Choosing embedded or removable
The current trend in consumer electronics is for a battery to be embedded in a device, meaning they are factory fitted and can only be replaced by trained professionals, not by the users themselves. Embedded batteries are used extensively in tablets, media players and smart phones. However, embedded batteries are not always the perfect solution.
An exhausted embedded battery cannot simply be removed and replaced with a fully charged one. This may be acceptable if the battery is in your media player, but not so convenient if the device is monitoring your vital signs following a major operation. Also, a device containing an embedded battery must be returned to base for a battery replacement, which is time consuming and costly.
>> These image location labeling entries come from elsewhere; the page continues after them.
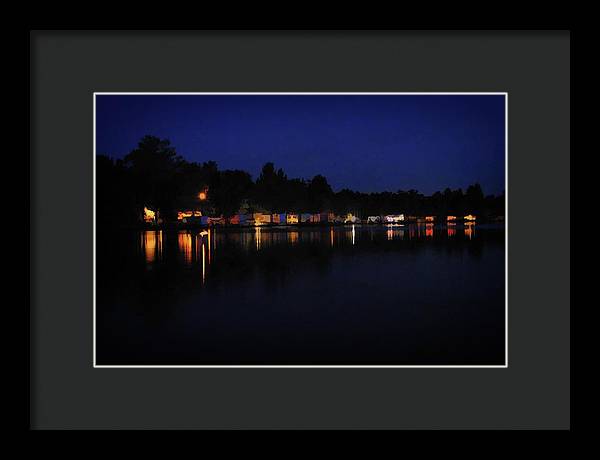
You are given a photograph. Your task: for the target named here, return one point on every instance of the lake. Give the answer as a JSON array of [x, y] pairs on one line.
[[340, 295]]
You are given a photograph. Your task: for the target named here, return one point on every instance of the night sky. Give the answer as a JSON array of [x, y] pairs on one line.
[[365, 143]]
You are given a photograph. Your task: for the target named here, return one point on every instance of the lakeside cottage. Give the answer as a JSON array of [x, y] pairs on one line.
[[149, 216], [393, 218]]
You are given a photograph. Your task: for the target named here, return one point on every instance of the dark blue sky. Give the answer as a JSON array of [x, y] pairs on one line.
[[365, 143]]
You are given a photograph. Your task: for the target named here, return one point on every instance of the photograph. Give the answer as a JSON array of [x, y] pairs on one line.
[[300, 229]]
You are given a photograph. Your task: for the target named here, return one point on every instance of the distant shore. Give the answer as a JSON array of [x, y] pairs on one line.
[[198, 226]]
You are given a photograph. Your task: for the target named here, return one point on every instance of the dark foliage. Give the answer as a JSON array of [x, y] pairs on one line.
[[153, 175]]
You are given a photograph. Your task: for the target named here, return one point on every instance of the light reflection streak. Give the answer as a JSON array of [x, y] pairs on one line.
[[429, 230], [258, 237], [185, 246], [470, 229], [293, 236], [152, 244], [203, 265]]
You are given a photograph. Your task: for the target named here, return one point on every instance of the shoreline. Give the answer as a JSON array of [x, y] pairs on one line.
[[198, 226]]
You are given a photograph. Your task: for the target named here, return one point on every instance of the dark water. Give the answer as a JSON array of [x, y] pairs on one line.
[[405, 295]]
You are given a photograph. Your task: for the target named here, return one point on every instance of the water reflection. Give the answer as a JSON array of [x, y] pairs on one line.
[[184, 241], [198, 248], [151, 242], [451, 230], [257, 237], [429, 230], [469, 229], [292, 236], [332, 291], [395, 231]]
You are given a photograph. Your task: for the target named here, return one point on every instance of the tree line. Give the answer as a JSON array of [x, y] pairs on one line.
[[153, 175]]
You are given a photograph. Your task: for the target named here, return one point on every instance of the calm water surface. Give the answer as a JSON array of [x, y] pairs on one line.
[[412, 294]]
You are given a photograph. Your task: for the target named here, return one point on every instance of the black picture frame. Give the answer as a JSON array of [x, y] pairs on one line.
[[67, 67]]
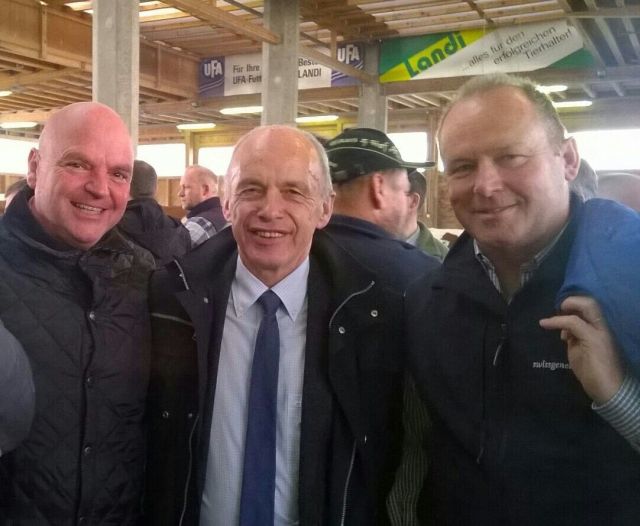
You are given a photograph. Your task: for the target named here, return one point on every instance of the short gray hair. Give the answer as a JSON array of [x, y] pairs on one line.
[[324, 182], [541, 102]]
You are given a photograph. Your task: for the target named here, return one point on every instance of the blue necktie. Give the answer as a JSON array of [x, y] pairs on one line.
[[259, 471]]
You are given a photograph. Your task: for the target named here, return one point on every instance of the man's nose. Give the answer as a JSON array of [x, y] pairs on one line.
[[271, 204]]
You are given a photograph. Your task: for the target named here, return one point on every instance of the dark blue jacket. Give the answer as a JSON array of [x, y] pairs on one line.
[[605, 264], [352, 393], [395, 262]]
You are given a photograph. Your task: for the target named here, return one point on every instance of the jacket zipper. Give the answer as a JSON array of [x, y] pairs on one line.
[[358, 293], [346, 485], [185, 495]]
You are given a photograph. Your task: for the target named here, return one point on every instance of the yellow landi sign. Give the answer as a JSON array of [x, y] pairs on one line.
[[446, 46]]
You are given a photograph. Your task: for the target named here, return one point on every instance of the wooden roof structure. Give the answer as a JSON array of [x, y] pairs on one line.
[[45, 54]]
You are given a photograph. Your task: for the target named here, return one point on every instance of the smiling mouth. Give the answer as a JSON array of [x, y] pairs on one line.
[[88, 208], [493, 211], [268, 234]]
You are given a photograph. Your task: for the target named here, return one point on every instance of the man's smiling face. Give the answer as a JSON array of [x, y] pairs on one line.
[[81, 174], [275, 201]]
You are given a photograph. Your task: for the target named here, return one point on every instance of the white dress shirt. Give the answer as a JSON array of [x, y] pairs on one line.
[[221, 496]]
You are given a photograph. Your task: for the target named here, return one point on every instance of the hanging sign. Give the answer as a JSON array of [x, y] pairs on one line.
[[474, 52], [242, 74]]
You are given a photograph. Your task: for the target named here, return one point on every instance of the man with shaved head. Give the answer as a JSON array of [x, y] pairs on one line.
[[73, 294], [284, 407]]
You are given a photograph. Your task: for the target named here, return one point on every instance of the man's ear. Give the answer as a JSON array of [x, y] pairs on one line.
[[414, 201], [32, 170], [571, 158], [376, 190]]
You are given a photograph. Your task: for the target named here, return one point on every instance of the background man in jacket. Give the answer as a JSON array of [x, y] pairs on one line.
[[199, 197], [529, 422], [339, 380], [145, 222], [74, 295]]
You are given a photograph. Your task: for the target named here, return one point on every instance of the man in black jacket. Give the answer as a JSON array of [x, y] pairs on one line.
[[339, 385], [531, 425], [199, 197], [145, 222], [74, 295]]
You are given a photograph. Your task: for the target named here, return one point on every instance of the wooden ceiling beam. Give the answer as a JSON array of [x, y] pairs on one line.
[[334, 63], [217, 17], [26, 79]]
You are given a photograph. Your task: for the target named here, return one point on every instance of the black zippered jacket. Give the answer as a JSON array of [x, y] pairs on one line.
[[82, 319]]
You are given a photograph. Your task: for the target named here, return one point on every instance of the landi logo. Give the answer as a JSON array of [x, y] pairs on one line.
[[212, 68]]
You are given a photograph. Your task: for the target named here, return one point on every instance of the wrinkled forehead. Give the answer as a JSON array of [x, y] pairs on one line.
[[496, 117], [96, 130], [275, 148]]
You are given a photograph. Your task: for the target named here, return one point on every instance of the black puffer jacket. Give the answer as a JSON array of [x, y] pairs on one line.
[[82, 320]]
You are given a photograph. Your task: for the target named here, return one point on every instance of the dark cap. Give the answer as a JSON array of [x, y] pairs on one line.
[[359, 151]]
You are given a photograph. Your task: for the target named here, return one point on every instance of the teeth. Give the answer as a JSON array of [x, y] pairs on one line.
[[87, 207], [269, 234]]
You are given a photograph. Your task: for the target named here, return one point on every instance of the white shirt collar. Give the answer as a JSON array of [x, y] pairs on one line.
[[292, 290]]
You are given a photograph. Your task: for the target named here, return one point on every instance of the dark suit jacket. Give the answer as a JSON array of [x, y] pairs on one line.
[[352, 393]]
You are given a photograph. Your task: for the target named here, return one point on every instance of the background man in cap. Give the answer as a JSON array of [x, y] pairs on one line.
[[199, 197], [529, 422], [622, 187], [338, 363], [73, 294], [145, 222], [415, 232], [371, 185]]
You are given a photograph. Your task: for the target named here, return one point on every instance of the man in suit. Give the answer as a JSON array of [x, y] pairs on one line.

Because medical devices have a life of up to ten years the battery may need to be replaced five or six times during its life depending on usage.
Removable batteries offer far greater flexibility because they can be easily swapped and a user can carry spare batteries if they need extended runtime. The device manufacturer also has the option to provide additional batteries for extended runtime.
Finally, there is also a third option of fitting a small embedded battery or super capacitor to act as a “bridge” while removable batteries provide the main power source. With this solution the device can run 24/7 if supplied with a sufficient number of charged batteries.
There are literally hundreds of factories manufacturing lithium-ion cells, some producing hundreds of millions of cells on fully automated production lines in humidity controlled factories. Others produce lower quantities through semi-automatic or manual assembly, in ambient temperature conditions. The quality of product from the latter is rarely acceptable for professional devices due to variations in performance and safety.
When contracting a battery integrator, the original equipment manufacturer should ensure that the cells being used come from a source that has a proven track record of providing reliable and safe products. The manufacturer has a further responsibility to ensure the battery integrator can provide reliable, auditable paperwork in relation to safety testing at both a cell and a battery level, and that no changes will be made to either to ensure a diligent evaluation is being made.
Failure by the manufacturer to actively get involved and address these issues with the battery integrator may lead to product performance or safety issues at a later date. This could be extremely damaging to the manufacturer’s reputation and products.
Battery design is rapidly adapting to the development of new technologies such as wearable and implantable devices. Much like Google who became indispensable to Internet users, some of these devices will, once in production, be essential to the day-to-day life and wellbeing of patients.
Many wearable and implantable devices are still at a prototype stage, but the technology is considered essential to the future of healthcare. The key to achieving the best design solution with minimum efforts is for battery design engineers to work alongside device manufacturers from the earliest stages of the project. This will ensure that wearable medical devices, expected to reduce the costs of healthcare, as well as improve or even save peoples’ lives, will become increasingly available in the near future.